The vessels of this type – meaning large ships – produce oil-contaminated bilge waste when water mixes in the bottom or bilges of the ship with oil that has leaked from the ship’s engines and other areas. Thus, this waste has to be processed, so that the water is separated from the oil, by using pollution prevention equipment, including an Oily Water Separator (OWS), before being discharged into the sea.
APPS requires that the disposal of the ship’s bilge waste be recorded in the ship’s Oil Record Book (ORB).

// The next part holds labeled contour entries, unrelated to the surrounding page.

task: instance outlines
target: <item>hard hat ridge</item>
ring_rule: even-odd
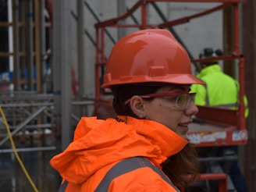
[[[121,38],[112,50],[101,87],[147,82],[204,84],[192,75],[184,48],[162,29],[141,30]]]

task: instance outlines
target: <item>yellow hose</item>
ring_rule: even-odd
[[[6,130],[7,130],[7,133],[8,133],[8,135],[9,135],[9,140],[11,141],[11,144],[12,144],[12,148],[13,149],[13,152],[14,152],[14,155],[15,155],[15,157],[16,158],[16,159],[18,160],[19,163],[20,163],[20,165],[21,167],[21,169],[23,169],[23,172],[25,173],[29,183],[31,184],[33,189],[34,191],[36,192],[38,192],[38,190],[37,189],[36,186],[34,185],[33,180],[31,180],[30,176],[29,176],[29,174],[27,173],[27,171],[23,165],[23,163],[22,162],[20,156],[19,156],[19,154],[17,153],[17,151],[16,151],[16,146],[15,146],[15,144],[13,142],[13,139],[12,139],[12,133],[11,133],[11,131],[10,131],[10,129],[9,127],[9,124],[7,123],[7,120],[6,120],[6,118],[5,118],[5,116],[2,109],[2,107],[0,106],[0,112],[1,112],[1,115],[2,116],[2,119],[4,120],[4,123],[5,123],[5,127],[6,127]]]

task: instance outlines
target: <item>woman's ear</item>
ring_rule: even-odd
[[[139,118],[143,119],[146,116],[144,102],[140,96],[133,95],[130,98],[130,105],[133,112]]]

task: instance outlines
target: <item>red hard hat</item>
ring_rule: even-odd
[[[107,62],[101,87],[148,82],[204,84],[192,75],[184,48],[162,29],[141,30],[121,38]]]

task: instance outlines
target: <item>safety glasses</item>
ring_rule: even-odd
[[[187,109],[190,105],[190,102],[194,101],[195,93],[190,94],[181,94],[181,93],[155,93],[139,95],[142,98],[165,98],[169,101],[175,102],[175,105],[180,109],[184,110]],[[127,99],[124,104],[127,105],[130,103],[130,98]]]

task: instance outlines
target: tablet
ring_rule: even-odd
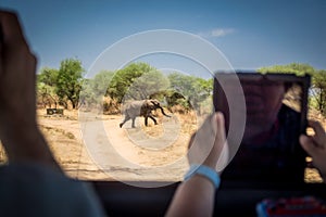
[[[215,74],[214,108],[225,115],[229,149],[235,152],[222,174],[224,182],[303,182],[306,163],[299,136],[306,129],[310,81],[309,75],[284,73]],[[246,117],[240,144],[233,143],[230,133],[230,119],[237,115]]]

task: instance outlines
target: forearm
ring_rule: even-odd
[[[61,170],[36,123],[8,123],[1,129],[1,141],[10,163],[39,162]]]
[[[196,175],[177,188],[166,216],[212,216],[214,197],[213,183]]]

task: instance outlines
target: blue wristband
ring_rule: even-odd
[[[199,164],[191,165],[190,169],[185,175],[185,181],[187,181],[195,175],[200,175],[200,176],[203,176],[206,179],[209,179],[214,184],[215,189],[217,189],[220,186],[220,182],[221,182],[220,176],[211,167],[208,167],[204,165],[199,165]]]

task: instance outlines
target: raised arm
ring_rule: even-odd
[[[211,169],[208,173],[213,176],[213,180],[200,174],[190,175],[189,179],[181,182],[177,188],[166,216],[213,215],[215,190],[220,181],[215,168],[221,157],[223,146],[226,145],[224,117],[222,113],[216,113],[205,120],[203,126],[198,130],[195,137],[192,137],[190,145],[201,145],[203,148],[200,150],[202,153],[198,154],[206,154],[206,158],[202,165],[204,168]],[[209,152],[206,150],[209,150]],[[192,156],[189,156],[190,164],[193,163],[191,157]],[[195,163],[198,163],[198,161],[195,159]],[[214,179],[216,178],[214,178],[214,176],[217,177],[217,184],[216,182],[214,183]]]
[[[318,169],[326,183],[326,135],[321,123],[309,120],[309,126],[314,129],[314,136],[300,136],[301,146],[313,158],[313,165]]]

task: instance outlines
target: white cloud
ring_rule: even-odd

On February 21, 2019, the USCG conducted a Port State Control Examination of the M/V NEDERLAND REEFER. During the inspection, the USCG understood that the vessel’s Chief Engineer was repeatedly tricking the oil content monitoring device on the vessel’s OWS with fresh water thereby discharging untreated oily bilge water overboard at sea. The Chief Engineer then falsified the vessel’s ORB to conceal these illegal discharges from the Coast Guard.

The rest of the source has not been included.